Health Literacy and Self-Reported Hearing Aid Use in the Health and Retirement Study.

Ear Hear

The Richard and Roxelyn Pepper Department of Communication Sciences and Disorders, Northwestern University, Evanston, Illinois, USA.

Published: July 2021

Objectives: Understanding the determinants of hearing aid use is important to improve the provision of hearing healthcare. Prior research has indicated that materials in the clinic and online, as well as audiologists' language during appointments, require a higher literacy level than most patients possess. We hypothesized that low health literacy is a barrier to entry in hearing healthcare, and therefore that health literacy would be positively correlated with the probability of hearing aid use.

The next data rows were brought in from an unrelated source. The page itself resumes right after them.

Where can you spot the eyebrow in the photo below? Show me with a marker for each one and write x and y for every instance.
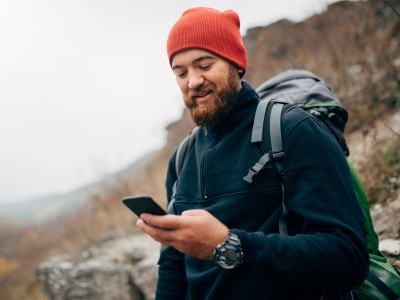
(196, 60)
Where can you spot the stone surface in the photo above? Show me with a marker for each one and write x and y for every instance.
(120, 269)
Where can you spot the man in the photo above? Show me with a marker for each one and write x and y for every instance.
(224, 241)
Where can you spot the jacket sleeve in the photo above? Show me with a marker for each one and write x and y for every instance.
(326, 247)
(172, 283)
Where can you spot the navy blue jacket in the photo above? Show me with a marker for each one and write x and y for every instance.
(326, 247)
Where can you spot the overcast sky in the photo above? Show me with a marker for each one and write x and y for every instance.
(85, 85)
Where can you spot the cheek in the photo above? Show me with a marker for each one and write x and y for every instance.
(182, 85)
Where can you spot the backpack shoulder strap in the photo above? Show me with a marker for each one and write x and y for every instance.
(267, 132)
(180, 157)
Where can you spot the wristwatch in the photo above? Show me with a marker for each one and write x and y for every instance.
(229, 254)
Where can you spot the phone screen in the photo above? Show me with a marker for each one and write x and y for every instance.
(143, 204)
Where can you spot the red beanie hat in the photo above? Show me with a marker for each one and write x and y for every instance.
(211, 30)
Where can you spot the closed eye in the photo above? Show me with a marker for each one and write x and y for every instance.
(205, 67)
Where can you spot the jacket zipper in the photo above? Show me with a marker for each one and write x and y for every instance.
(204, 184)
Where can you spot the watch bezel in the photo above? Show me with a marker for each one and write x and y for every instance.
(231, 245)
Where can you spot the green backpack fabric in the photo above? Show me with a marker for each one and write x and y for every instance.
(304, 89)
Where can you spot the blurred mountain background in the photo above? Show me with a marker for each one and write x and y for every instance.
(354, 46)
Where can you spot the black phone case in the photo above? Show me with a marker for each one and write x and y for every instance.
(143, 204)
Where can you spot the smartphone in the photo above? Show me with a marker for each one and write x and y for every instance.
(143, 204)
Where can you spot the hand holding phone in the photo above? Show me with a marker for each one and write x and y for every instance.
(143, 204)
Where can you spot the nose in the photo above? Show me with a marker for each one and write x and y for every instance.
(195, 80)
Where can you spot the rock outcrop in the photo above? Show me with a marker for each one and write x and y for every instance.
(119, 269)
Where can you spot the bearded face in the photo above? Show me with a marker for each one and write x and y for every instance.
(212, 113)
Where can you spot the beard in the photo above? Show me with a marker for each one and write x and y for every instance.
(212, 113)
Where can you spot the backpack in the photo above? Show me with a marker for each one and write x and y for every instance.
(278, 95)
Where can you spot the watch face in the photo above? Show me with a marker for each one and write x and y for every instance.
(230, 257)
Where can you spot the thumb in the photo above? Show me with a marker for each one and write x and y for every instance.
(194, 212)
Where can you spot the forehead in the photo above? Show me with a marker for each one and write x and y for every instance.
(189, 56)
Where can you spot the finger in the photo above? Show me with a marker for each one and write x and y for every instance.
(194, 212)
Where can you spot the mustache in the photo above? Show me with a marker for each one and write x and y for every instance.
(202, 89)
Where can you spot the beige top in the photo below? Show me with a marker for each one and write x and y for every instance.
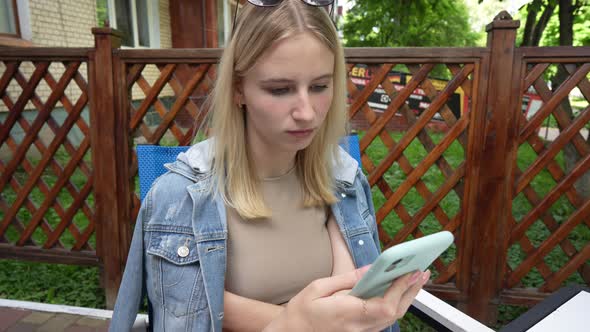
(272, 259)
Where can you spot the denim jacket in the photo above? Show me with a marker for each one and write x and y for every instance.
(178, 251)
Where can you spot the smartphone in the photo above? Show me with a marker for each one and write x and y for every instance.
(400, 259)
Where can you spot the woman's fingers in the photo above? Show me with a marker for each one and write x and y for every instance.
(400, 286)
(409, 296)
(327, 286)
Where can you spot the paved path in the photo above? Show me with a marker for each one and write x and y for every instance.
(22, 316)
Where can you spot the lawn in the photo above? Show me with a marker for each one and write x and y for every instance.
(73, 285)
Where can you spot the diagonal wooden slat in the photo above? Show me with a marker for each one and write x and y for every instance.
(556, 236)
(180, 102)
(551, 104)
(423, 167)
(69, 215)
(395, 105)
(360, 97)
(58, 139)
(40, 70)
(151, 93)
(582, 167)
(417, 127)
(60, 183)
(535, 73)
(554, 148)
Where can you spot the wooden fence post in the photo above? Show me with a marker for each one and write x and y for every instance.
(110, 155)
(486, 230)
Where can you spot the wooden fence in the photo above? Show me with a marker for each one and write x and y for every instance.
(52, 206)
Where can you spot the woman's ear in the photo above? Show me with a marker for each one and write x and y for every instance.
(238, 94)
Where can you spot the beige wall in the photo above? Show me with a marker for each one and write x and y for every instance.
(63, 23)
(68, 23)
(165, 30)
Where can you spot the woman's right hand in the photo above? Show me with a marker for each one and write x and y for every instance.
(315, 309)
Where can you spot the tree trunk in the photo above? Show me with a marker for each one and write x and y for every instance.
(533, 9)
(542, 24)
(566, 38)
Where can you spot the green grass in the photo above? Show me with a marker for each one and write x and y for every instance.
(74, 285)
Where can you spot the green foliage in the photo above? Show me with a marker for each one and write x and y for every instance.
(389, 23)
(102, 13)
(51, 283)
(80, 286)
(581, 28)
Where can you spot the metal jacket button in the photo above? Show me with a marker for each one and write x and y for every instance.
(183, 251)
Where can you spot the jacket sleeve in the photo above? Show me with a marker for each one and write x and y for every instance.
(132, 288)
(369, 198)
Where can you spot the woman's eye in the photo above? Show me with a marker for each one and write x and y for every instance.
(279, 91)
(319, 87)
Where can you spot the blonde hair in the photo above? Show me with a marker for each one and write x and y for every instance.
(257, 29)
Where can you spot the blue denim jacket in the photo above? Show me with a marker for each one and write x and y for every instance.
(178, 253)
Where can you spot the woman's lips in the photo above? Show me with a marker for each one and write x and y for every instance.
(300, 133)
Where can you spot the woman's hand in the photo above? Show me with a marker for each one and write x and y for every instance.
(315, 309)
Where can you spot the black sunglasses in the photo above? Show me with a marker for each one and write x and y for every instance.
(272, 3)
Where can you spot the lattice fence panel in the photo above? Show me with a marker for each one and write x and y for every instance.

Design: We performed retrospective analyses of the Health and Retirement Study, a longitudinal survey of American adults of retirement age. Objective health literacy was measured in different but overlapping subsamples using subsets of the Test of Functional Health Literacy in Adults and the Rapid Estimate of Adult Literacy in Medicine (n = 1240, n = 1586, and n = 2412). Subjective health literacy was assessed using a single-question screener in a larger sample (n = 8362). Separate discrete time models including common covariates of hearing aid use were constructed for each subsample.

Results: Objective health literacy measures did not correlate significantly with hearing aid use when age, gender, race/ethnicity, self-assessed hearing ability, and net income were included in the models. Subjective health literacy did correlate significantly with hearing aid use in the complete model, with lower subjective health literacy correlated with lower odds of reporting hearing aid use.

Conclusions: Taken at face value, the results provide mixed evidence for a link between health literacy and hearing aid use. The results from the analysis of the largest sample, using the subjective health literacy measure, were consistent with the hypothesis that low health literacy is a barrier to hearing aid use. However, this was not supported by the analysis of the objective health literacy measures in these samples. Further research using full health literacy measurement tools and capturing other relevant variables would offer clarification on this conflict. The literacy level of clinical materials and conversation is a modifiable potential factor in hearing aid uptake, so further clinical and research consideration is warranted.